In general, the most effective ministers among Muslim communities are members of those communities who have come to faith in Christ. In the past several years we have witnessed refugees from many countries (Iraq, Iran, Afghanistan, Syria, Sudan, Congo, Ethiopia, Eritrea, Kyrgistan, etc.) come to faith in Christ. Several of them feel a strong call to ministry from the point of conversion and immediately begin serving and sharing the gospel with their countrymen, while they serve alongside us as volunteers.
For example, a Muslim background Kurdish believer came to faith a few years ago. We discipled him for two years before he moved on to another country and in that time he led three Kurds, two Iranians, and an Afghani to faith. Similarly many of the refugee communities in our city have Christian fellowships pastored by refugee believers. As we disciple leaders from these groups a chain of fruitfulness is created.

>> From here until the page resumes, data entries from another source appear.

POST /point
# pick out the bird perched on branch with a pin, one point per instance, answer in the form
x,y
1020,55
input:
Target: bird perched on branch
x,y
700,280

Yet, as these brothers and sisters engage in ministry they are not able to receive any support from those they minister to. As refugees they are often forced to work long hours in menial jobs to survive. Working 12 hours a day, six days a week is typical for a refugee here. This removes the majority of their time for ministry and discipleship. One Egyptian believer had been actively ministering every day for over a year, often working in partnership with our team as a translator. He ran out of money and was forced to find a job cleaning dishes all day. After seeing him removed from ministry for several months, the refugee internship program was born and he became our first intern, working faithfully with us for two years.
For such a believer a paid, two-year internship provides an excellent opportunity to build a foundation of ministry skill and biblical knowledge to shape life moving forward. It also provides a great help to the work of the gospel in the city by freeing a gifted young minister to devote himself or herself to the work of the ministry.